Stopping point for Wednesday August 22. For next time, continue reading “Some Consequences”: EP1:29-38.

 

 



[1] According to Magee, Peirce coined the term “fallibillism,” although the idea was not new with him--Magee says a handful of Peirce’s contemporaries in the sciences were also fallibilists. Magee says this in his interview of Stanley Morgenbesser in The Great Philosophers, p.285. Cf. James Rachels’ discussion of philosophy done with “risk” (in which one’s common-sense beliefs about morality and other topics can be overturned) vs. “safe” philosophy (e.g., Moorean insulation, in which common-sense can never be shown to be wrong by philosophical arguments), in Can Ethics Provide Answers? pp.1ff.

[2] Brent quotes from this in the intro to his bio, but says it’s from around 1887 and might be “a prefatory note to his projected book ‘A Guess at the Riddle’”. But Robin says its c.1897 (it’s MS 865). Need to email PEP to get date (I quote from a similar MS, 867, in chapter 1; ask PEP about both).

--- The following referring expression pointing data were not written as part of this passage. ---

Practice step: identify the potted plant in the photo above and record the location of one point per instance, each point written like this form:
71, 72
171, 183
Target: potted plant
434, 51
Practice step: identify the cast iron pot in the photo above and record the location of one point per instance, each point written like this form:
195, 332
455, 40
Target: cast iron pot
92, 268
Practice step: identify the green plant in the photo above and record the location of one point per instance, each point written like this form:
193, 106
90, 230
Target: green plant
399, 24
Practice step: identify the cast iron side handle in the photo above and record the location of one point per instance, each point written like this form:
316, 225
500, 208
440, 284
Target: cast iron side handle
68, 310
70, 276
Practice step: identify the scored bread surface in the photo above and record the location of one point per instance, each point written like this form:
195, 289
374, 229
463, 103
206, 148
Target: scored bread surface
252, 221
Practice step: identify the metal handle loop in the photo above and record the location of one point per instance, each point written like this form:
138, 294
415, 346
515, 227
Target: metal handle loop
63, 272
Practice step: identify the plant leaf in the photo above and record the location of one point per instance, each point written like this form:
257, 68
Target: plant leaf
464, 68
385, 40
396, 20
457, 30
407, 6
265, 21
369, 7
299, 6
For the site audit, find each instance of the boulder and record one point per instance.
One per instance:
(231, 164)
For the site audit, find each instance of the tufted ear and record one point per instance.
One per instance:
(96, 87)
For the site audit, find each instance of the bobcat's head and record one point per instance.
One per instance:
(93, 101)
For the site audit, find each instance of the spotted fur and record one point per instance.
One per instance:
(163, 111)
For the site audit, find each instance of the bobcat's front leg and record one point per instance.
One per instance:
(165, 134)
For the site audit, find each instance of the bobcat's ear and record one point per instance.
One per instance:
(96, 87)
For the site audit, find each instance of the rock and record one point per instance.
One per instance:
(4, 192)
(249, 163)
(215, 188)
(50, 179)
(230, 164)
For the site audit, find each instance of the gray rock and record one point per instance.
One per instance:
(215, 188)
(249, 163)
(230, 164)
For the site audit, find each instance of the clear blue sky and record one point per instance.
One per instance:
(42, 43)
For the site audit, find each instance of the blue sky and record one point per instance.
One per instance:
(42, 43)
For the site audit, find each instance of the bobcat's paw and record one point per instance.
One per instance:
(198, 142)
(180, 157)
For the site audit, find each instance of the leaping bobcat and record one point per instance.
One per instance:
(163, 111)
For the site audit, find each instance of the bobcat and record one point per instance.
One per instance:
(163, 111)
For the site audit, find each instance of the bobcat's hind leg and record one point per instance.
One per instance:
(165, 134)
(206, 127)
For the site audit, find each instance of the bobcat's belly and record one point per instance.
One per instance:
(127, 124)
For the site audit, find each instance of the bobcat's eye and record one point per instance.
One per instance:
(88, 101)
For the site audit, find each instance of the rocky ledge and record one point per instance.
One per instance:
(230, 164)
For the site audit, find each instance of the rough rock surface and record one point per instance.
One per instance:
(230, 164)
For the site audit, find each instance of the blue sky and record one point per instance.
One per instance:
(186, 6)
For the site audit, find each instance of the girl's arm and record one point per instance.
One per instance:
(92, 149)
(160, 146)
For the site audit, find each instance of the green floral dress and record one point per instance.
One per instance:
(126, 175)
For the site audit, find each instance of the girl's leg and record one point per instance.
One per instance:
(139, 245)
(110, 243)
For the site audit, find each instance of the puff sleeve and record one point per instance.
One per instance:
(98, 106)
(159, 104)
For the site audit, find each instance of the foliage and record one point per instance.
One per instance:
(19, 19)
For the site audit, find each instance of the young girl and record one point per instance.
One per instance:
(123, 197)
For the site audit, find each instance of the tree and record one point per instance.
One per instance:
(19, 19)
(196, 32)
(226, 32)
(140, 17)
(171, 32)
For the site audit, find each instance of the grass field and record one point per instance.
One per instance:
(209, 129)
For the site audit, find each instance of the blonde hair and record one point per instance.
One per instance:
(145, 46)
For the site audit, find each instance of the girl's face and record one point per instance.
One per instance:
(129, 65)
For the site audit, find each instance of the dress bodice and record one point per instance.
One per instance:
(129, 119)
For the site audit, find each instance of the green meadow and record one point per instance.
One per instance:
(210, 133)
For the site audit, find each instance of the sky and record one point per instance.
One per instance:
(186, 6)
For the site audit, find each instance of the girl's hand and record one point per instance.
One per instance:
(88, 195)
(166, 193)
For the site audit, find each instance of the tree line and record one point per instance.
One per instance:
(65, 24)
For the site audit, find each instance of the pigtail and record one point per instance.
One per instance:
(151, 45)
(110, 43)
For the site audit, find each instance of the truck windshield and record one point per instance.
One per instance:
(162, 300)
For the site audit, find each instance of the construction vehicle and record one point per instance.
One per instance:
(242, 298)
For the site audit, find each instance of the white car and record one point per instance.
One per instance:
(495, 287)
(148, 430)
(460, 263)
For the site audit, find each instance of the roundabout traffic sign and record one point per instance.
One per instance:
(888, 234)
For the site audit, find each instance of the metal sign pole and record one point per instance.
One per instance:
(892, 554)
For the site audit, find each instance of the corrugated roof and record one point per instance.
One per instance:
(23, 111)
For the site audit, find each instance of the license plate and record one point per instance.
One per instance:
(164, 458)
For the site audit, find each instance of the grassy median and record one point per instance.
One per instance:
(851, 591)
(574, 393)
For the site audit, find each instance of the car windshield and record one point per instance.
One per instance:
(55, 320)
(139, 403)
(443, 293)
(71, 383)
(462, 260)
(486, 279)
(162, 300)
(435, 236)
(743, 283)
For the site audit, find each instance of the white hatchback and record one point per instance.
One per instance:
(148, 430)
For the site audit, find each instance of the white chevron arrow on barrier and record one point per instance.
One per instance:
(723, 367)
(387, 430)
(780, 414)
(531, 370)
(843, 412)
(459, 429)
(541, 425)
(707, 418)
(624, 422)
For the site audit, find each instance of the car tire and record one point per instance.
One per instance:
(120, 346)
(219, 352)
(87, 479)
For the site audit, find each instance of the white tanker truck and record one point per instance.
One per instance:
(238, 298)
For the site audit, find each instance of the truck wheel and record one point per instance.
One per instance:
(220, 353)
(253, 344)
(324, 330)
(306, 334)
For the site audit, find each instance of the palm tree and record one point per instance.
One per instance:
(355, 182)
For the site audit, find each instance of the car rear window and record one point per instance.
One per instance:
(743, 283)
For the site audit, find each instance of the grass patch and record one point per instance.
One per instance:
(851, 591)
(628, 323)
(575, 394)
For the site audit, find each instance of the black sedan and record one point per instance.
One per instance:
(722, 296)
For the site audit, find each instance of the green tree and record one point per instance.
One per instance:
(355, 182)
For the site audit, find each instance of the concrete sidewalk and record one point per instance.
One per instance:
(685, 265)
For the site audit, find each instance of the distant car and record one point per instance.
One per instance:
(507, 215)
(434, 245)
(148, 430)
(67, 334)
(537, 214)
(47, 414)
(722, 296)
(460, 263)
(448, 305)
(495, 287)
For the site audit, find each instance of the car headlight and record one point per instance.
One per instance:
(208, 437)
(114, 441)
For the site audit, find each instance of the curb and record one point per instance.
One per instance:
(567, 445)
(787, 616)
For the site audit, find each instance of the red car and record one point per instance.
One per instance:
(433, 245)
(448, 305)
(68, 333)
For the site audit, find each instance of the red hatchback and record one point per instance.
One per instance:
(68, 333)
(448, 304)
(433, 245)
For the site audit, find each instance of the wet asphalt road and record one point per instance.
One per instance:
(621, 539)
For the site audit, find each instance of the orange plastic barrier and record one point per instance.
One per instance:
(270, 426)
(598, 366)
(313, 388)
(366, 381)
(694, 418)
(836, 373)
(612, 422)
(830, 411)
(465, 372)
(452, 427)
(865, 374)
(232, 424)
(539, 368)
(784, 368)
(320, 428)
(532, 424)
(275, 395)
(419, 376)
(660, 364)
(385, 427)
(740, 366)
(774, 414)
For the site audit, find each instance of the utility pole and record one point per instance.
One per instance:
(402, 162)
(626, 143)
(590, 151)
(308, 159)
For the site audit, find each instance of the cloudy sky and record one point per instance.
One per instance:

[3] For more on Aquinas, see this Stanford Encyclopedia of Philosophy article: http://plato.stanford.edu/entries/aquinas/ .

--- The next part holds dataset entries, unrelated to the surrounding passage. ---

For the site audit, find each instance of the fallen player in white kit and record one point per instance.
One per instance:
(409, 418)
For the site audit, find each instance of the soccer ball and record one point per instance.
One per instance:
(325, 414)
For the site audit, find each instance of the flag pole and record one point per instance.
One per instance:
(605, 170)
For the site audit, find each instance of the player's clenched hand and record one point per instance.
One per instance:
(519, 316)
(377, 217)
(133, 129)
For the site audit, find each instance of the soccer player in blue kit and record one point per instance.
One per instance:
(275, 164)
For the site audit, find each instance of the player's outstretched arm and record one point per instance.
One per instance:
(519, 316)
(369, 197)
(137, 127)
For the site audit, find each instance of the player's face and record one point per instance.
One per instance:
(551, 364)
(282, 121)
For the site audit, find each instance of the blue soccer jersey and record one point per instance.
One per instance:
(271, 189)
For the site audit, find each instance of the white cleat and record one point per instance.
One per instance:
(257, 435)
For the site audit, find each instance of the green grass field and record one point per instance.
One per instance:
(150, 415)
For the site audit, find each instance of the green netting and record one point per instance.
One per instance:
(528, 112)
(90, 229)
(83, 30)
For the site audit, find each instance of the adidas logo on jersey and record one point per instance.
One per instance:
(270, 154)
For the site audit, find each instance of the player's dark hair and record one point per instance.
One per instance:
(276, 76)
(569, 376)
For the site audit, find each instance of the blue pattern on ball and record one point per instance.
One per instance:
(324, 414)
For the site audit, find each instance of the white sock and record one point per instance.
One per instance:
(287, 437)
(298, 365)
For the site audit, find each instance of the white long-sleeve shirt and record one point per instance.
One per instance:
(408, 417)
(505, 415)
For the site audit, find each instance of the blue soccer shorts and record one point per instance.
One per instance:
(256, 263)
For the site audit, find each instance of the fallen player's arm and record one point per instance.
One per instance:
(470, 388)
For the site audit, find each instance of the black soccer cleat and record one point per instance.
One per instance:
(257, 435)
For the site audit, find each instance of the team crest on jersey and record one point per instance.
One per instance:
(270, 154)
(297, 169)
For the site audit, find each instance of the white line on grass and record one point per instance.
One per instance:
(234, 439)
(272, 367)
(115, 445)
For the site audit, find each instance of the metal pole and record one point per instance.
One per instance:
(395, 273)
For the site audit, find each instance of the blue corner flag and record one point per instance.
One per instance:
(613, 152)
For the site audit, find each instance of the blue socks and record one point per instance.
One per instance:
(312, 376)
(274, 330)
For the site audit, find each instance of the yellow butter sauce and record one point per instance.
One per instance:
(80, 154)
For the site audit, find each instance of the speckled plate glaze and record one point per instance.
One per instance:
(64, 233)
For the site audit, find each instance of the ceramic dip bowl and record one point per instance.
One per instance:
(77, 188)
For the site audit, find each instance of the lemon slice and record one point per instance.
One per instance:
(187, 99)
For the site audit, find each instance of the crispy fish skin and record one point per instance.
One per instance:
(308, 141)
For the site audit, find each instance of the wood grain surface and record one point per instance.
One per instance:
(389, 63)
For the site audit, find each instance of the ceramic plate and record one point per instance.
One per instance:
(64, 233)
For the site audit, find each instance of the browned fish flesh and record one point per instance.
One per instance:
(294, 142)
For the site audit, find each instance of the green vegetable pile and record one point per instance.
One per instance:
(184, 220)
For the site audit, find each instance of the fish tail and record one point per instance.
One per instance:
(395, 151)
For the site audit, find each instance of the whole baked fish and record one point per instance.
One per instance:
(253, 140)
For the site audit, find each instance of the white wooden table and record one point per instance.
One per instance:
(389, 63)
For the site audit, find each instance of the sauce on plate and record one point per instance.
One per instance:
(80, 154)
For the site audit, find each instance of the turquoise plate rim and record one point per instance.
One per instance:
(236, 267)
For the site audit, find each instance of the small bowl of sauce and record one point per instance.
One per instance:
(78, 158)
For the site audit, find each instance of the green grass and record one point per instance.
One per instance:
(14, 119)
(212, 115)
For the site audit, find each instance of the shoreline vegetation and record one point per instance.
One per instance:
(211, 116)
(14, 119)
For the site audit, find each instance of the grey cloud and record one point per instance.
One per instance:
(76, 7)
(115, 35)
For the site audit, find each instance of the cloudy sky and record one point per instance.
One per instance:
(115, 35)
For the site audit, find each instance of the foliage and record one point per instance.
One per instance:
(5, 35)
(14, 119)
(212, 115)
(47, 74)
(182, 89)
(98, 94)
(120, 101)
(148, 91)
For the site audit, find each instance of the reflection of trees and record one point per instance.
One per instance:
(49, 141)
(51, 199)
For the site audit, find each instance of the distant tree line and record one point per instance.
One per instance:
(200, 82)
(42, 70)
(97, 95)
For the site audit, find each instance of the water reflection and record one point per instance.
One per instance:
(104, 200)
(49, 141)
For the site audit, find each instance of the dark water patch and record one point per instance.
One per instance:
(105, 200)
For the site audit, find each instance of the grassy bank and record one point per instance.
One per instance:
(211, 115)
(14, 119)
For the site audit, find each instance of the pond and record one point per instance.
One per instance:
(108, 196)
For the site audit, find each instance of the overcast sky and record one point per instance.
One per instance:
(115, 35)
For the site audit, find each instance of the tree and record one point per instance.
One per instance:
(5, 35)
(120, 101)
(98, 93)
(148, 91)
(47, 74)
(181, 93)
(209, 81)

[4] Cf. this passage, from 1898: “Detached experiments, like detached thoughts or detached soldiers, are of little account. It is when they are massed into squads, and companies, and battalions, and regiments, and brigades, and divisions, and armies that they become strong and stronger. There are plenty of experiments that are easy to make and which in systematized masses are potent instruments of learning. An active mind ought always to be carrying on some systematic experimentation.” (RLT 188)

[5] I take the term “cognitionism” from Peirce (R 655, p.32, 1910), and although I suspect I am using it in roughly the way he did, I am not completely sure about this. [“R” stands for the Peirce manuscripts held by the Houghton Library, Harvard University, as cataloged by Richard Robin – these are available in a set of microfilm that our library should soon own.] In the passages quoted above, Peirce suggested that he took the view I call cognitionism to be a form of idealism; I won’t use that term here, since it is most frequently used to describe the view that everything that is, is mental (this is Bishop Berkeley’s form of idealism).

 

[6] EP 2:48, CP 1.135-36, Reasoning and the Logic of Things (RLT) 178-79, 1898. At the end of this lecture, he lists four ways of blocking inquiry, the third of which is to suppose that some fact or phenomenon is inexplicable. Says Peirce, the only sort of inference that could possibly justify this same is retroduction (i.e., inference to the best explanation; he is assuming that neither deduction nor induction could justify such a claim). Further: “Now nothing justifies a retroductive inference except its affording [an] explanation of the facts. It is, however, no explanation at all of a fact to pronounce it inexplicable. That therefore is a conclusion which no reasoning can ever justify or excuse.” (EP 2:49, CP 1.139, RLT 180) I take this to be a more developed version of the argument he gave at EP 1:29, CP 5.265.